「木」語り 連載第10回

(スポットライト①) 世界の注目を集める「コスタリカ」

 「コスタリカ共和国」は中米と言う政治的に極めて難しい舵取りが求められ地域にあり、現在もコカインの一大消費地になっているなど、様々な悩みを抱えています。またアメリカ合衆国との関連が深まるのと共に、コーヒープランテーションなどの影響で「熱帯雨林」などの自然破壊も進行して行きました。

元々自然豊かな国で、国土の95%が森で覆われ、地球上の全生物の5%が生息していると言われていたほど。しかし自然破壊が進行し一時は森林面積が同40%にまで低下しました。つまり短期間のうちに自国の森の半分以上が消失してしまったと言う次第。

「コスタリカ」は総面積約510万ha(世界第125位)・人口約500万人の小国で、豊かと思われた自然も破壊が始まるとあっという間に最悪の状況に至ってしまったと言う事でしょう。

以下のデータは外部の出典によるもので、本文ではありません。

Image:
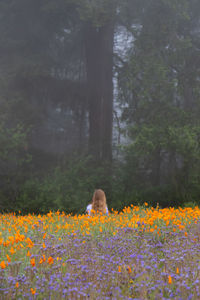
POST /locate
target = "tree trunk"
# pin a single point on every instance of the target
(99, 68)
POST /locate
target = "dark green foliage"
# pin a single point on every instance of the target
(56, 99)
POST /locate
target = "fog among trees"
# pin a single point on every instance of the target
(99, 94)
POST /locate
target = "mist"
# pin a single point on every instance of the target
(102, 94)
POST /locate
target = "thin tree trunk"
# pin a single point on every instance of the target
(99, 67)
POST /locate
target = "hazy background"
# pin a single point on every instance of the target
(99, 94)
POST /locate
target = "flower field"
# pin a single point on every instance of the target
(140, 253)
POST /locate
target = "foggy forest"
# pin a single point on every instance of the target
(99, 94)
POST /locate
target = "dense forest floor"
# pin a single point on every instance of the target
(139, 253)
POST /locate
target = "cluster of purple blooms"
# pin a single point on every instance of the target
(129, 265)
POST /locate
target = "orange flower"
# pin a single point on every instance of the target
(12, 251)
(32, 261)
(8, 258)
(50, 260)
(2, 264)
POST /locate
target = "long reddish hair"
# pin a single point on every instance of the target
(99, 201)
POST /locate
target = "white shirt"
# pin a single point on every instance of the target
(89, 208)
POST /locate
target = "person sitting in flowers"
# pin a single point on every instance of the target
(98, 204)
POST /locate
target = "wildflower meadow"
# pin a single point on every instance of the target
(139, 253)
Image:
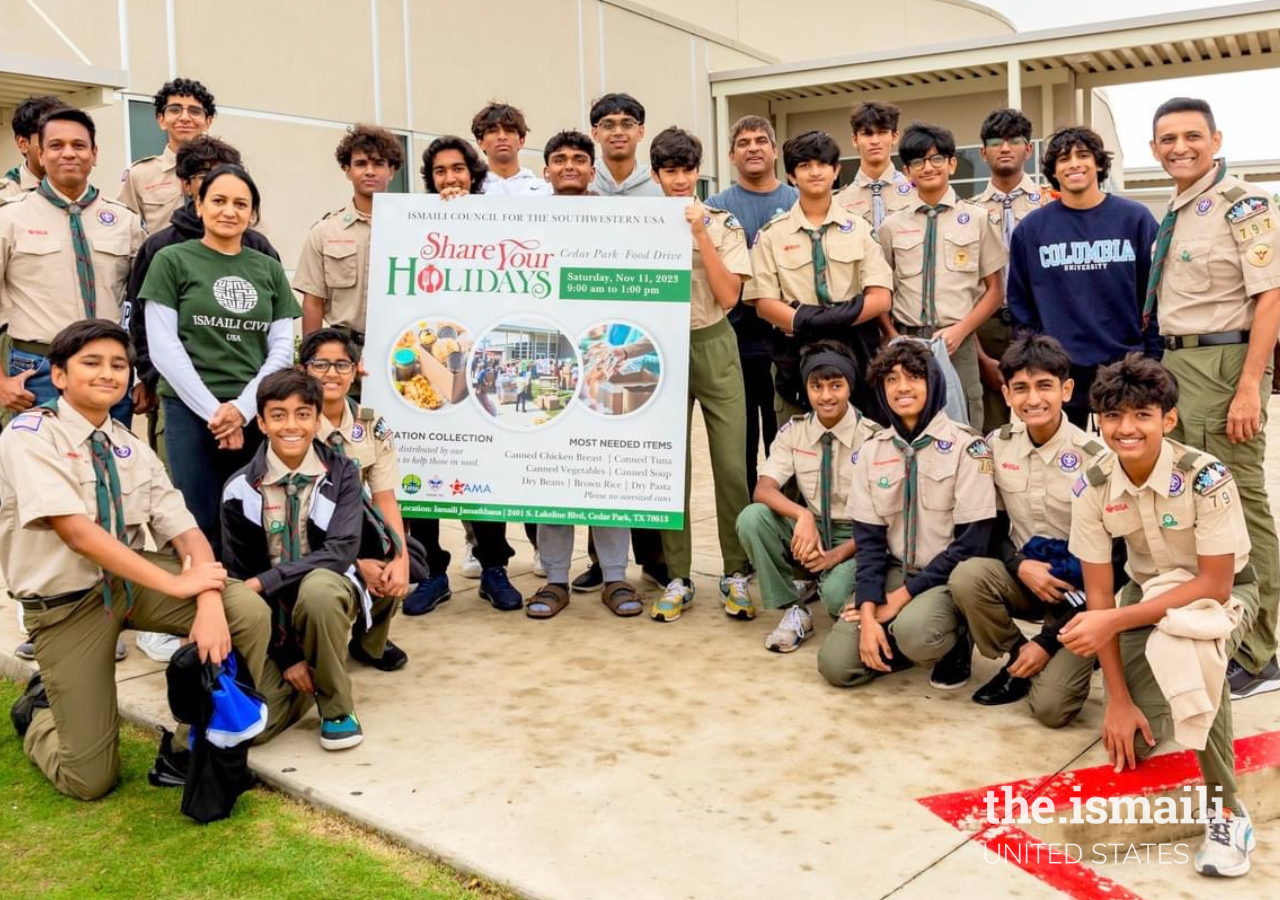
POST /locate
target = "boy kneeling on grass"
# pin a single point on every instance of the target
(777, 533)
(922, 499)
(292, 522)
(78, 492)
(1180, 517)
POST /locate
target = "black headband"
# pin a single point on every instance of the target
(830, 359)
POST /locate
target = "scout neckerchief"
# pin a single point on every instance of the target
(910, 452)
(80, 242)
(929, 288)
(824, 489)
(1165, 237)
(819, 263)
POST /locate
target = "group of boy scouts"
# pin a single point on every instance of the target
(900, 323)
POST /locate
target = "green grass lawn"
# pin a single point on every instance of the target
(136, 844)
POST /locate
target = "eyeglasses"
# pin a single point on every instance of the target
(617, 126)
(341, 366)
(993, 142)
(178, 109)
(937, 161)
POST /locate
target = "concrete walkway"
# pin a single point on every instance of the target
(594, 758)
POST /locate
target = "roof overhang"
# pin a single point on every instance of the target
(76, 83)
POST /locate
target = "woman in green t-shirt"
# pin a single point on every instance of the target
(219, 319)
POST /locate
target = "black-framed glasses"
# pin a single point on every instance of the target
(341, 366)
(937, 161)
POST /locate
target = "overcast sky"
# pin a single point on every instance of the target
(1243, 104)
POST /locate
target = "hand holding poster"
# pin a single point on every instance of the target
(533, 356)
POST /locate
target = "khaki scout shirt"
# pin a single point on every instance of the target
(969, 247)
(899, 193)
(1034, 483)
(13, 190)
(1225, 250)
(730, 241)
(798, 451)
(1031, 199)
(369, 442)
(334, 266)
(37, 263)
(1166, 522)
(46, 469)
(782, 259)
(954, 487)
(274, 501)
(151, 188)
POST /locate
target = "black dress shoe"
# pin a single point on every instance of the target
(1002, 689)
(392, 657)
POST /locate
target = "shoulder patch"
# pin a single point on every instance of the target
(1247, 209)
(1211, 476)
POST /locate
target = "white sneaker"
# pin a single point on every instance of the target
(796, 625)
(1228, 844)
(158, 647)
(470, 565)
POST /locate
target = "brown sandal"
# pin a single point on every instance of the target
(618, 594)
(552, 597)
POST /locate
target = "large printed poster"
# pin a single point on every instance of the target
(533, 356)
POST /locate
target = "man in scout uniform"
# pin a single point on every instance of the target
(814, 534)
(721, 265)
(1009, 196)
(922, 499)
(817, 273)
(64, 255)
(947, 260)
(26, 124)
(292, 522)
(333, 269)
(71, 476)
(878, 190)
(1179, 514)
(184, 109)
(1215, 288)
(1037, 457)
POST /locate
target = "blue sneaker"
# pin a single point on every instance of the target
(428, 595)
(341, 732)
(497, 588)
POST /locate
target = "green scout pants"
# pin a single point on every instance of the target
(995, 336)
(716, 383)
(76, 741)
(1217, 758)
(924, 631)
(327, 608)
(988, 598)
(767, 538)
(1206, 384)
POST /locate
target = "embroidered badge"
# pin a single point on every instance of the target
(27, 423)
(1211, 476)
(1247, 209)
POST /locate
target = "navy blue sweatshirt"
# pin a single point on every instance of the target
(1080, 277)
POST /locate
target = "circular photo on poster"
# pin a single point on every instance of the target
(428, 364)
(621, 369)
(524, 373)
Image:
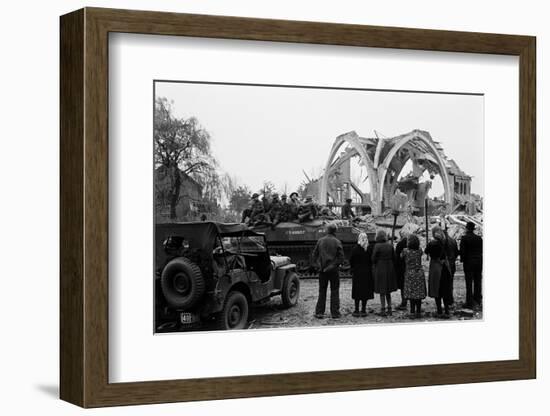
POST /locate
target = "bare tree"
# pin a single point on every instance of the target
(182, 147)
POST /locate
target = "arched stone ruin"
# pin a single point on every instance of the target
(384, 159)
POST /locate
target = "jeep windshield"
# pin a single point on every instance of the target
(244, 244)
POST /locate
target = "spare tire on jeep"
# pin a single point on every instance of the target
(182, 283)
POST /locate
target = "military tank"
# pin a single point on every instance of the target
(297, 240)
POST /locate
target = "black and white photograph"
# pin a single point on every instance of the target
(289, 206)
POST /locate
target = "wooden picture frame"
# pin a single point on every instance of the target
(84, 207)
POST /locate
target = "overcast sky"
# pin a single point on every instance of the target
(274, 133)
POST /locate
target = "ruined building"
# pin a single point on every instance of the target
(384, 159)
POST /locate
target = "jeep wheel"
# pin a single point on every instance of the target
(182, 283)
(291, 290)
(235, 312)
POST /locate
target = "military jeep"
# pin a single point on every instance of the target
(209, 272)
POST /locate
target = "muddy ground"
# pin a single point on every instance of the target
(273, 315)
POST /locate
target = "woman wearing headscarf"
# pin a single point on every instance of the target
(385, 281)
(414, 284)
(362, 284)
(439, 280)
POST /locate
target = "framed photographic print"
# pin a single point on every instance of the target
(256, 207)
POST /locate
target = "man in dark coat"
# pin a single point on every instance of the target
(347, 211)
(471, 255)
(400, 268)
(451, 249)
(328, 254)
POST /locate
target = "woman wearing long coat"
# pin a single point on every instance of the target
(362, 288)
(385, 280)
(414, 285)
(439, 278)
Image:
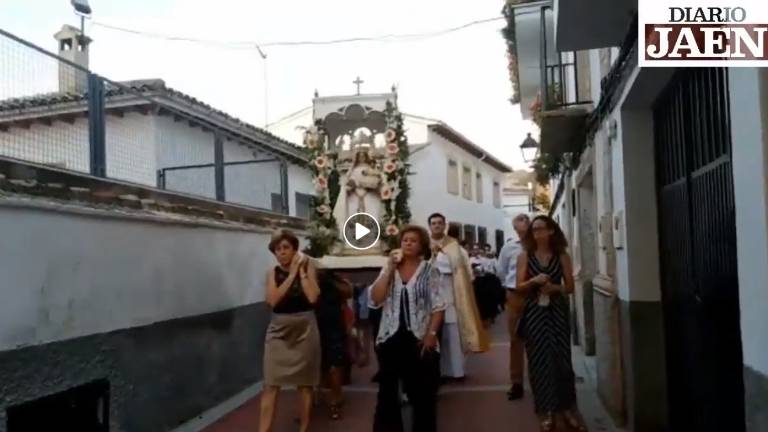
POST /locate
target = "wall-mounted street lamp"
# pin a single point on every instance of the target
(529, 148)
(83, 10)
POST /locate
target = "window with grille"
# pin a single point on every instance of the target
(496, 194)
(479, 187)
(499, 240)
(302, 205)
(277, 203)
(453, 177)
(470, 234)
(482, 235)
(466, 183)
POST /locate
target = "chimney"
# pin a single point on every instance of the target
(74, 47)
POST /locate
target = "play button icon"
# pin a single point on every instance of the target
(361, 231)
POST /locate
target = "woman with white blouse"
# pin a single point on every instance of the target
(413, 305)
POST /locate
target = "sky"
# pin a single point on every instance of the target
(460, 78)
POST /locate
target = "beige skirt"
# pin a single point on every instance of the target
(292, 350)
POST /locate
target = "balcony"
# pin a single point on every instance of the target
(564, 96)
(607, 21)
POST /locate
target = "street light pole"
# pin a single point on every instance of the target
(529, 148)
(266, 86)
(83, 10)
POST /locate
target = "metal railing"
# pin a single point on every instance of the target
(54, 111)
(559, 80)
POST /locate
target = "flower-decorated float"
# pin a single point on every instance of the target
(358, 156)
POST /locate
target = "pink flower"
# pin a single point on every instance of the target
(390, 167)
(390, 135)
(321, 183)
(321, 162)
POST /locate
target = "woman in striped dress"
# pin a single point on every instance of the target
(546, 275)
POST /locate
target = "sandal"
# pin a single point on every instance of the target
(336, 411)
(574, 422)
(547, 423)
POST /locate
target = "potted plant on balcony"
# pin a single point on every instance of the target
(547, 166)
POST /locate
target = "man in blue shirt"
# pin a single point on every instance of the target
(506, 269)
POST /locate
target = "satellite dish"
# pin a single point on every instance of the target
(81, 6)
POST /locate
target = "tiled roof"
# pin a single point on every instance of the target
(150, 88)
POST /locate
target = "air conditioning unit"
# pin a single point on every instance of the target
(605, 227)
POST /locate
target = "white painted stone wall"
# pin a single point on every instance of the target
(68, 275)
(749, 132)
(129, 140)
(287, 127)
(430, 194)
(514, 203)
(139, 145)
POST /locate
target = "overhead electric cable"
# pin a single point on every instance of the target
(251, 44)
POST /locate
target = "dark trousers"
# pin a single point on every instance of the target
(401, 360)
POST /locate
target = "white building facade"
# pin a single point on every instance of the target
(449, 173)
(154, 136)
(664, 202)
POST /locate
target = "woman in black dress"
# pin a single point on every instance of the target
(545, 273)
(334, 291)
(292, 342)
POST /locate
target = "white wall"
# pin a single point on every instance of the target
(69, 275)
(60, 143)
(430, 194)
(299, 180)
(749, 132)
(514, 203)
(286, 128)
(129, 141)
(179, 144)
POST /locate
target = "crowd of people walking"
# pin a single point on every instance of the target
(429, 308)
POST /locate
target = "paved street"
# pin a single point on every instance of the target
(479, 404)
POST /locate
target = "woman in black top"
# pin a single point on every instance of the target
(292, 344)
(334, 291)
(545, 276)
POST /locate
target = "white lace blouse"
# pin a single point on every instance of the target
(425, 297)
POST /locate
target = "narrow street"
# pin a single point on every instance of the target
(479, 404)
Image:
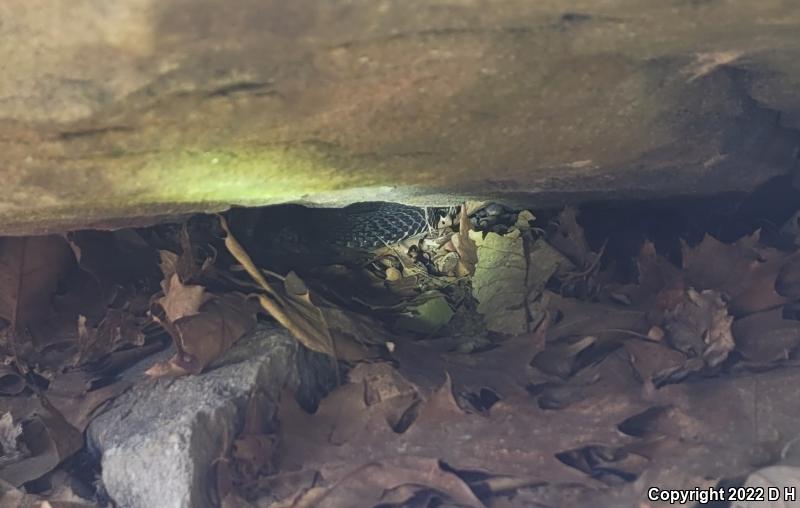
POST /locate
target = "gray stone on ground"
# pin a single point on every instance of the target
(158, 441)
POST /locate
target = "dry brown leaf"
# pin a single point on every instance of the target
(180, 301)
(203, 336)
(30, 268)
(370, 484)
(745, 272)
(49, 440)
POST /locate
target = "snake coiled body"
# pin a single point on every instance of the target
(370, 225)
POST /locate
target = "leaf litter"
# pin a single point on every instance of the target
(504, 358)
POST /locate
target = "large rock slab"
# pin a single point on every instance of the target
(113, 111)
(158, 441)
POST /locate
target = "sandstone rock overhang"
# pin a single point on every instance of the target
(126, 111)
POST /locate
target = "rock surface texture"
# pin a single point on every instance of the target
(158, 442)
(113, 111)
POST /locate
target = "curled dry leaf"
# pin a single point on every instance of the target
(745, 272)
(30, 268)
(203, 336)
(700, 326)
(48, 439)
(309, 318)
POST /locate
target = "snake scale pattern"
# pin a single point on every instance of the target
(370, 225)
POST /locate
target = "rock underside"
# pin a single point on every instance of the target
(123, 112)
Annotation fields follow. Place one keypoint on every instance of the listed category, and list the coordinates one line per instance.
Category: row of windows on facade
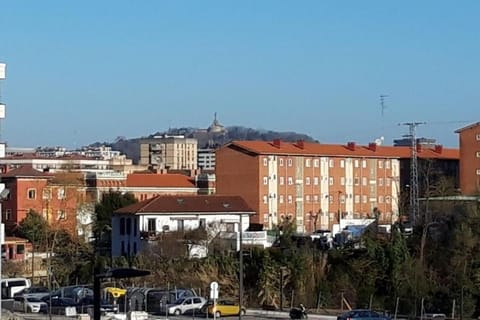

しかし元々民度の極めて高い国家と言われており、周辺国に先駆け「熱帯雨林」の保全に動き出します。森との共存を図ったプランテーションへの切り替え。自分の所有地をあえて熱帯雨林に戻してしまうと言う試み。等々。

結果は、自然豊かな国に少し戻ったがより貧しく・・・ではなく、逆に所得アップする人たちが増え、経済的にもプラス効果を生み出しました。豊かな自然が魅力となり<世界有数のエコツアーの国>として知られるようになり、観光収入が大幅に増えたからです。勿論それと並行して心の豊かさも!

特に有名な自然産物が、熱帯に住む煌びやかな鳥たち。中でも世界一美しいと形容される「ケツァール」は、一時期その姿を殆ど見る事が出来なくなっていましたが、自然保護が進むとともに生息数が回復し、エコツアー最大の目玉となっています。

 勿論道半ばであり、また短期的にはコロナの影響も受けました。しかし、この悩み多き小国の勇敢なチャレンジは、「熱帯雨林」問題に一石を投じてくれたことは間違いの無い事実。頑張れ「コスタリカ」! そして我々も今できる事を!